Der Spiegel hatte im Juni 2014 – im WM-Fieber weitestgehend unbemerkt – einige den BND betreffende NSA-Dokumente aus dem Fundus von Edward Snowden veröffentlicht. Darin geht es auch um die Zusammenarbeit zwischen beiden Geheimdiensten auf dem Gebiet der Kommunikationsüberwachung. Darunter sind auch einige lächerliche technische Ausnahmen an Verbindungen, die nicht von der sogenannten Joint SIGINT Activity erfasst werden sollen. Von diesen wird mein Server – wie viele andere – jedoch nicht erfasst. Damit lassen die Dokumente den Schluss zu, dass auch meine Mails vom BND illegal protokolliert, aufgezeichnet und möglicherweise ausgewertet wurden, obwohl ich deutscher Staatsbürger bin und sich der von mir verwendete Server innerhalb der Bundesrepublik befindet.

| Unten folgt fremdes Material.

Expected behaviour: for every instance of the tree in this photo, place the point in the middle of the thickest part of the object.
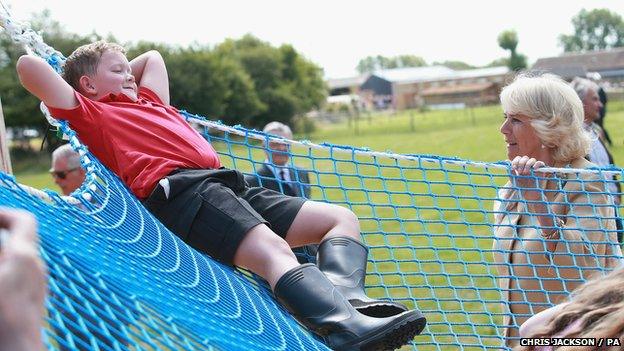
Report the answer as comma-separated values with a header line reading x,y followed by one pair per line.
x,y
286,83
508,40
598,29
371,64
21,109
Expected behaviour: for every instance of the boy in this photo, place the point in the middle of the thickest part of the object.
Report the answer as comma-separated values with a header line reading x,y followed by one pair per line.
x,y
121,111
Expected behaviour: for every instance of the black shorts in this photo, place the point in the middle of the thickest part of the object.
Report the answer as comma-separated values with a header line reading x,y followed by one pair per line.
x,y
213,209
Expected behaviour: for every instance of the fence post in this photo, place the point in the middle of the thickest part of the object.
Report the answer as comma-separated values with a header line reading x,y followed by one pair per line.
x,y
5,157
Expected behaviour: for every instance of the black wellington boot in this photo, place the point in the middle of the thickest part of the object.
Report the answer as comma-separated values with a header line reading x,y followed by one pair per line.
x,y
343,260
307,293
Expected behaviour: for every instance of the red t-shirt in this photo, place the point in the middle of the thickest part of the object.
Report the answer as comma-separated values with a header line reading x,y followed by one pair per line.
x,y
140,141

Aus diesem Grund habe ich schriftlich nachgefragt, um zu sehen, wie die von BND-Chef Schindler versprochene Transparenzoffensive in der Praxis aussieht.

Hier mein Schreiben:

An:
Bundesnachrichtendienst
Gardeschützenweg 71-101
12203 Berlin

Berlin, den 24. Juni 2014

Datenauskunftsersuchen

Sehr geehrte Damen und Herren,

bitte erteilen Sie mir nach § 7 BNDG, § 15 Abs. 1 BVerfSchG sowie § 19 Abs. 1 BDSG Auskunft zu den folgenden Fragen:

  • Welche personenbezogenen oder personenbeziehbaren Daten über meine Person hat der Bundesnachrichtendienst erlangt, gespeichert und/oder ausgewertet?
  • Hat der Bundesnachrichtendienst über ausländische Nachrichtendienste personenbezogene oder personenbeziehbare Daten zu meiner Person erhalten und/oder wurde dem Bundesnachrichtendienst von ausländischen Nachrichtendiensten ein Zugang zu solchen Daten ermöglicht?
  • Zu welchem Zweck und auf welcher gesetzlichen Grundlage wurden personenbezogene oder personenbeziehbare Daten über meine Person gespeichert und/oder verarbeitet?
  • Wurden Datenverbindungen mit dem von mir verwendeten Server mit der Domain thomas-ney.com, insbesondere E-Mailverkehr, durch den Bundesnachrichtendienst oder mit ihm kooperierenden Stellen protokolliert und/oder aufgezeichnet?
  • An welche Empfänger, insbesondere an welche ausländischen Nachrichtendienste, wurden personenbezogene oder personenbeziehbare Daten zu meiner Person weitergegeben bzw. ein Zugang zu solchen Daten gewährt?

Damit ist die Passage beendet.